IN-HOME SUPPORTS: This type of service may be provided to a person with ID who is living with his or her parents in their home, or to such an individual living in his or her own apartment. Supports are given on an hourly basis by non-profit staff, with the number of hours determined by an evaluation of the person’s daily living skills. The specific training or assistance residential staff provide is spelled out in an Individualized Support Plan (ISP).
SUPERVISED APARTMENTS: Non-profit agencies provide daily staffing to persons living in apartments leased or owned by that organization. Residents need more assistance than those receiving only in-home support. Some residents need less support than persons living in group homes; others need the equivalent of congregate residential services. The specific training or assistance provided is detailed in an ISP.
GROUP HOMES: Several non-profit agencies operate group homes in Arlington County. Residential staff work in all of them, but the number of staff present, and the number of hours during the day and night when staff work varies. The level of staffing is determined by the abilities of the persons living in the home. Supervision, training and assistance are also provided under an ISP within a group home. The number of individuals with ID living in each home varies from four to seven. Non-profit agencies have contracts with Arlington County to provide this service.
SPONSORED RESIDENTIAL SERVICES: A family invites a person with ID to live in their home and provides them with the supports they need to be successful in the community as well as to reach their own personal goals, all outlined in an ISP. The regulations and agency policies governing how these homes operate are very similar to group homes. Each home may support up to two individuals with ID. Arlington has one sponsored residential provider.

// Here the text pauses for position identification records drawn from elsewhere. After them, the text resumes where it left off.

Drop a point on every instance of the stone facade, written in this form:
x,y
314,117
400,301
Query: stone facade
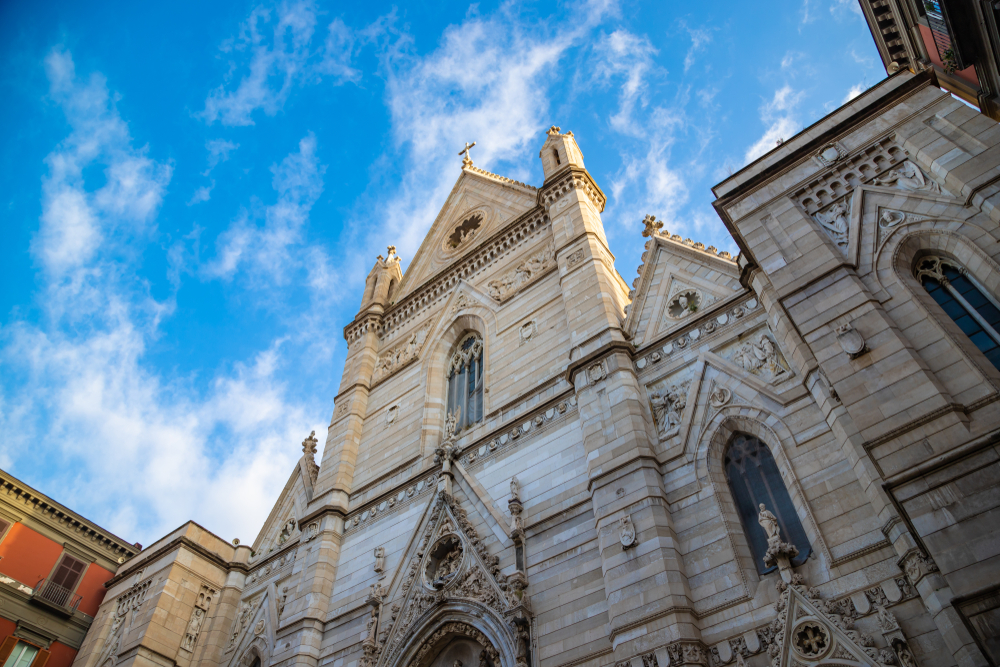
x,y
587,519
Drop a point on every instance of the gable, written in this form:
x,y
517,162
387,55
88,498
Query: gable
x,y
673,279
479,205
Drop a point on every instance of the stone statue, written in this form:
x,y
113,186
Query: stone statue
x,y
908,176
194,626
835,222
451,422
286,531
769,523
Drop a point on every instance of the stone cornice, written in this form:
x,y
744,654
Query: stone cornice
x,y
437,288
84,533
500,179
571,177
174,545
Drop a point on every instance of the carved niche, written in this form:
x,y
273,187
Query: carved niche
x,y
525,273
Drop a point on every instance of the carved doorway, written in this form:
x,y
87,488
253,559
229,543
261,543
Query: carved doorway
x,y
457,645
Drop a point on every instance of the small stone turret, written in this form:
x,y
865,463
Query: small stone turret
x,y
382,281
559,151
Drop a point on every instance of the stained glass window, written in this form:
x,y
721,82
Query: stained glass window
x,y
465,382
754,479
966,304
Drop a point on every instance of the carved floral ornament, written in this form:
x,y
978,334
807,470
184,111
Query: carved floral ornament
x,y
525,273
453,565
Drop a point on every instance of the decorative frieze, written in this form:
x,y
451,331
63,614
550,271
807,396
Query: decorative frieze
x,y
522,275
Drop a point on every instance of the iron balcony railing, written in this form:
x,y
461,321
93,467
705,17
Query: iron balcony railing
x,y
51,592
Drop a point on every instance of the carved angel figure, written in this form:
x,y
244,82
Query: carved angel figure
x,y
835,222
286,531
769,523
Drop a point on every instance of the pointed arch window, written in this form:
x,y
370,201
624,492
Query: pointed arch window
x,y
754,478
465,382
969,306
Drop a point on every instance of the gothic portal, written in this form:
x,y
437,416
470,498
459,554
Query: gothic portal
x,y
786,458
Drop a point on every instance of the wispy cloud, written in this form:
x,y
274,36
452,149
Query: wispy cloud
x,y
174,451
274,53
265,250
779,116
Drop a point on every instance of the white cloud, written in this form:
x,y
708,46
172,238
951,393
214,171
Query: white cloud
x,y
699,38
778,115
276,54
162,449
265,250
855,90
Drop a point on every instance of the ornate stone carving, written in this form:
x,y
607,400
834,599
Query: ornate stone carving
x,y
683,303
126,609
910,177
309,456
526,272
778,553
287,530
668,406
761,358
652,226
626,532
246,612
394,359
835,221
851,341
201,605
720,396
596,373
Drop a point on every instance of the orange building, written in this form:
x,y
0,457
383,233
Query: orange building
x,y
53,565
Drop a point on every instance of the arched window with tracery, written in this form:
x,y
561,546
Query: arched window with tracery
x,y
965,302
754,478
465,382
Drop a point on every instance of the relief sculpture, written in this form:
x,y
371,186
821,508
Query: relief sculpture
x,y
522,274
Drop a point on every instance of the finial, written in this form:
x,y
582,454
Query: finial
x,y
653,226
467,160
309,444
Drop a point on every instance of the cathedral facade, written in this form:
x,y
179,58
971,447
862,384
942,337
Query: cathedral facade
x,y
785,458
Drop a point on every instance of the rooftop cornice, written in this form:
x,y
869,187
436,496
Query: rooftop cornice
x,y
571,177
465,268
21,496
500,179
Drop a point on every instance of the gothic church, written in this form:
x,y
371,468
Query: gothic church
x,y
785,458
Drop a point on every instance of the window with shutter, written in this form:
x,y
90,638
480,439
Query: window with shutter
x,y
59,588
22,655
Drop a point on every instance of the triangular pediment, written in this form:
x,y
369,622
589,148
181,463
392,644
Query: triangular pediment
x,y
677,280
446,562
485,203
807,634
281,526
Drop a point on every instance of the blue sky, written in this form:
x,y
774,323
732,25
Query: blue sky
x,y
193,195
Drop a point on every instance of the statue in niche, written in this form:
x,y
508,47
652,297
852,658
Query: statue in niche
x,y
194,627
286,531
449,559
835,222
908,176
769,523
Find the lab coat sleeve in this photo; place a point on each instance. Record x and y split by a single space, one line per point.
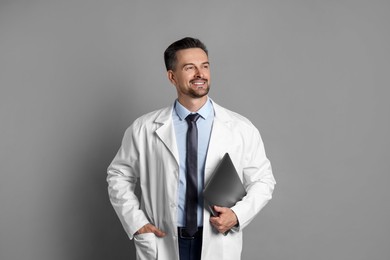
122 177
257 178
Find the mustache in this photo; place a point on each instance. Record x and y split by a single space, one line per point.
201 79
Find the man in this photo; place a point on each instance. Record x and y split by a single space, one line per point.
172 152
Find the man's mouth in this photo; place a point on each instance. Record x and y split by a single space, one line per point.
199 83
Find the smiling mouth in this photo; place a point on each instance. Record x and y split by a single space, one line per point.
199 83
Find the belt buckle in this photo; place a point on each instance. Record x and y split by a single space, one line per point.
182 234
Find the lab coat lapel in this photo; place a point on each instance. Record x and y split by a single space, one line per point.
166 132
219 140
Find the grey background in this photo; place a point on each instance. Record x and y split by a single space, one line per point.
311 75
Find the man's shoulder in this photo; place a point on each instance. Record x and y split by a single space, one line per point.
152 117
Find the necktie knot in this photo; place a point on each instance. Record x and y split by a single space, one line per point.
192 117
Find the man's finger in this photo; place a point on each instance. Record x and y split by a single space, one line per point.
158 232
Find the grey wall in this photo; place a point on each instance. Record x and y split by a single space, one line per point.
311 75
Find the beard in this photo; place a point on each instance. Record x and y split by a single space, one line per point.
199 92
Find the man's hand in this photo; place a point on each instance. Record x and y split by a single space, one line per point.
149 228
226 219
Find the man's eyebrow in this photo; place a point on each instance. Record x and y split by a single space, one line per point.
203 63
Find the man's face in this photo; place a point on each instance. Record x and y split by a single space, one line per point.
191 75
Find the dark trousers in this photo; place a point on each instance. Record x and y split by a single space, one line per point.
190 248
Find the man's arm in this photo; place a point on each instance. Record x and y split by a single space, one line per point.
122 177
258 180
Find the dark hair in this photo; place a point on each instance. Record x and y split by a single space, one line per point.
185 43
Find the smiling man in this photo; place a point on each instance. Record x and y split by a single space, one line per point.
171 153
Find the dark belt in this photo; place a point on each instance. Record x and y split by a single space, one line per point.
182 232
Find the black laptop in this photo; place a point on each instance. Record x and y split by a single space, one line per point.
224 187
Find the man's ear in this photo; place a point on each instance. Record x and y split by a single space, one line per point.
171 77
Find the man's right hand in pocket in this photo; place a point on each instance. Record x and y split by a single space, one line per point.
149 228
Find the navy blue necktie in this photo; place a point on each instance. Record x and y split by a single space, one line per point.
192 175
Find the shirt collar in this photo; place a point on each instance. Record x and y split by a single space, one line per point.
204 111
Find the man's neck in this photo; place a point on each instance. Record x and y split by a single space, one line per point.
193 104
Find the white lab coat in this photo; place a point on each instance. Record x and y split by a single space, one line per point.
149 154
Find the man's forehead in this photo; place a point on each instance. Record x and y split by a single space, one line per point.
191 53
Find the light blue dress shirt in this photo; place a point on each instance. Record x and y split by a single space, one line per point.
204 124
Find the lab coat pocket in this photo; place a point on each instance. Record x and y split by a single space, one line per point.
146 246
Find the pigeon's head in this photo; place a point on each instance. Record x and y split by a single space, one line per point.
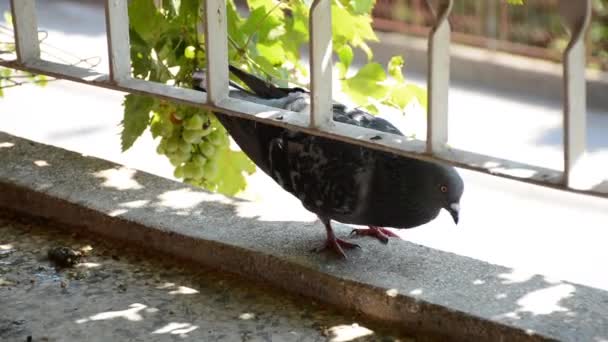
448 190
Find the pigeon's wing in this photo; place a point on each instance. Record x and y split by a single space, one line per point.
360 118
331 178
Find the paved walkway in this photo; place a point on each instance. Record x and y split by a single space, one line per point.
118 294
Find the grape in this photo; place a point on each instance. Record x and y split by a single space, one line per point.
184 147
216 138
211 169
190 52
199 159
190 140
172 144
207 149
179 172
192 136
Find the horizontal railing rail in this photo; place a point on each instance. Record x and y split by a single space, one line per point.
576 15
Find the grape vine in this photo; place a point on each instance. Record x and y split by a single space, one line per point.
166 48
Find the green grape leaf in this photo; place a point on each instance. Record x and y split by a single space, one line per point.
232 164
136 118
350 28
395 66
366 83
362 6
273 52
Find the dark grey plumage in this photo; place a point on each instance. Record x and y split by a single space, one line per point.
336 180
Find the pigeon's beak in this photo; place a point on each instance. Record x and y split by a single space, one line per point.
454 210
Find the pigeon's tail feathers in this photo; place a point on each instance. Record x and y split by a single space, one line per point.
258 86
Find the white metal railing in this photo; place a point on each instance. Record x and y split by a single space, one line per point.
576 15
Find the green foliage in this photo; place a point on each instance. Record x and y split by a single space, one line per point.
166 48
135 122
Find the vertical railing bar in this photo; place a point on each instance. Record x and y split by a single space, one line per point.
438 78
216 44
577 15
117 28
321 114
25 24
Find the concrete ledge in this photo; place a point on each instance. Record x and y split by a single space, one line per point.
492 69
429 292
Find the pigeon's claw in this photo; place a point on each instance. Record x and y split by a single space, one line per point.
379 233
338 246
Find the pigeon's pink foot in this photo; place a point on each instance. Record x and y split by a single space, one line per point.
379 233
333 243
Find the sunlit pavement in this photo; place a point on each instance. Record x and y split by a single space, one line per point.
531 229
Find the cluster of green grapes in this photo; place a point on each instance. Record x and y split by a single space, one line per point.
191 139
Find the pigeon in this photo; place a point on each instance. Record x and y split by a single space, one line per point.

INTERMEDIATE CARE FACILITIES/IID: There are two types of ICFs/IID. The first is a state facility or institution which offers highly intensive residential services. There are five of these in Virginia, the closest being in Fairfax County. The other type of ICF/IID is community-based; those in Arlington have the outward appearance of a group home and are operated by a non-profit agency. ICFs provide residential services to individuals who have ID and co-occurring personal care, medical and/or behavioral needs. ICF staff provide ongoing active treatment based on residents’ ISPs. The ICF team includes the Program Manager, Program Nurse,
Social Worker, Recreation Director, Clinical Director, Counselors and Aides and is supplemented by other professional healthcare consultants. The depth and breadth of the staffing differentiates an ICF from a group home. Residents must be eligible for Medicaid to receive funding for this level of service.
Note: Most of the residents in all the residential programs described above leave their homes daily to attend day support, pre-vocational, and supported employment programs.